Man Versus Monster in "The Death of the Loch Ness Monster"
2nd Paragraph- Contrasting Language
MacEwen uses many contrasting or opposite words such as
- "dark" vs. "luminous"
- "died" vs. "lived"
- "lost" vs. "found"

2nd Paragraph- Contrasting Language
MacEwen uses many contrasting phrases, which furthers her contrast:
- "Consider that the thing has died" vs. "before we proved it ever lived"
- "in his mind's dark land" vs. "where he dreamed up his luminous myths"
- "this water-snake, this water horse, this water-dancer"- gets progressively more graceful
3rd Paragraph- Change in Perspective
The first stanza uses the pronoun "it" when referring to the monster, thus dehumanizing it and is, therefore, seen from man's point of view.
The second stanza switches the pronoun of the monster from "it" to "he," and the perspective switches, MacEwen ponders the notion that the monster thinks man is the myth.
The third stanza also uses "he" and there is even more sympathy for the monster. The last line states that the monster was "dream[ing] up" man.
SO WHAT? This shift in perspective could challenge the reader's idea of reality, further showing the oftentimes "noble... soul" of thinngs which we fear and do not understand.

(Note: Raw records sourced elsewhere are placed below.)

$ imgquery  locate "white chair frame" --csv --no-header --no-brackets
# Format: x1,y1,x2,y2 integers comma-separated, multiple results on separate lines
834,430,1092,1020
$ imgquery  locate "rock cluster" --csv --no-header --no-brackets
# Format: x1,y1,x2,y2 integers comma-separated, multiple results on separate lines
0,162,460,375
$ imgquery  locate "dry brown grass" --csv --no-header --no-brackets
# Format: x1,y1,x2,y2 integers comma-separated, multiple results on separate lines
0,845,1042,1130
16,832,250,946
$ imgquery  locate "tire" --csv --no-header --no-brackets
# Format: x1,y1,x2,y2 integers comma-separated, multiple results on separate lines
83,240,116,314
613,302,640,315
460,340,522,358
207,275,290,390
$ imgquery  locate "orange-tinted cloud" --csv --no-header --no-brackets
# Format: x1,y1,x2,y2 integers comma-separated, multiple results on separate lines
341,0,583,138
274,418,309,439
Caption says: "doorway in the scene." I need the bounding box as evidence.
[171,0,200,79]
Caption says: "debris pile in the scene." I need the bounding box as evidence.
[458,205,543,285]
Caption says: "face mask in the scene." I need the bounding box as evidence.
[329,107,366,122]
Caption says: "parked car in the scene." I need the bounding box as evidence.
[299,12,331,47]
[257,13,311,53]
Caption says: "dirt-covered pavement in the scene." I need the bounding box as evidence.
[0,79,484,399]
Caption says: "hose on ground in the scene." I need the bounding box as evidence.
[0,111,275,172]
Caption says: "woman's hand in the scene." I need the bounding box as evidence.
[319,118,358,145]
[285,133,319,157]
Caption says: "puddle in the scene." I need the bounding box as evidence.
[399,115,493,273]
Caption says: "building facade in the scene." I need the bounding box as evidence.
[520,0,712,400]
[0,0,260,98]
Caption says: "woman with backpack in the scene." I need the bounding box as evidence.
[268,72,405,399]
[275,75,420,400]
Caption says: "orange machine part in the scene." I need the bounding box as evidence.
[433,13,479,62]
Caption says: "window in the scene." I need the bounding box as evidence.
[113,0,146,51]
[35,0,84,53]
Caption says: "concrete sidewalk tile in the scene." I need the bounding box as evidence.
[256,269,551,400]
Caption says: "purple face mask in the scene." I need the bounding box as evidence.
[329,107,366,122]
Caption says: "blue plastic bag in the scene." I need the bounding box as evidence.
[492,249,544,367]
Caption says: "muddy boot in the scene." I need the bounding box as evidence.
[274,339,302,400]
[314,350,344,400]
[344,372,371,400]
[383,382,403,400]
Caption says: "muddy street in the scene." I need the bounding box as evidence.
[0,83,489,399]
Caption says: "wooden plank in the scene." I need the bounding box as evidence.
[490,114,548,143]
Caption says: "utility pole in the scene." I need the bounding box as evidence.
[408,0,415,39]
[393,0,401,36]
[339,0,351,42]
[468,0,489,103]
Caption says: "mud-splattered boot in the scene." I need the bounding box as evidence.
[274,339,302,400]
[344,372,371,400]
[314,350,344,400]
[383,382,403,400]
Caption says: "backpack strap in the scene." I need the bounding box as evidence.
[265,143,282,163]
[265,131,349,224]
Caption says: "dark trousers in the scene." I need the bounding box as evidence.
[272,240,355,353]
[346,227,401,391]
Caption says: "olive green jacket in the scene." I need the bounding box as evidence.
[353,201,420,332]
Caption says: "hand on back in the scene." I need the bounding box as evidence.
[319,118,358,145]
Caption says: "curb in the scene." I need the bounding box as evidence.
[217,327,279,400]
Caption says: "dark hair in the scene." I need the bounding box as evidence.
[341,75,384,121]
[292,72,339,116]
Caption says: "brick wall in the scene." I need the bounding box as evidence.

4th Paragraph- A Deeper Look
MacEwen not only describes the loch ness monster specifically. She also is challenging man's false view of all things of which we are afraid. Oftentimes we are afraid for no reason, MacEwen shows this deeper level through her repetition that the monster "died of loneliness." This shows that, despite the inhuman characteristics described by man in the first stanza, the creature is just as lonely as we are.
Gwendolyn MacEwen constructs a moving and well-expressed poem entitled "The Death of the Loch Ness Monster," wherein she effectively contrasts man's shallow and judgemental view of the loch ness monter, a seemingly dark creature that man does not understand, with the altogether "noble... soul" that is possesses. MacEwen creates this contrast with contrasting language and a shifting in pronouns and perspectives, bringing the poem to a deeper, more applicable level, where MacEwen challenges both man's tendency to falsely judge things we does not understand and our somewhat naive view of reality.
Working Thesis and First Paragraph
MacEwen also challenges our view of reality. Instead of merely presenting the loch ness monster as a myth, she also presents man as a myth. In the second stanza she puts forth the idea that the monster is "tired of pondering the possible existence of man." The very first line, "Consider that the thing has died before we proved it ever lived" shows that things exist on their own, regardless of our validation of their existence.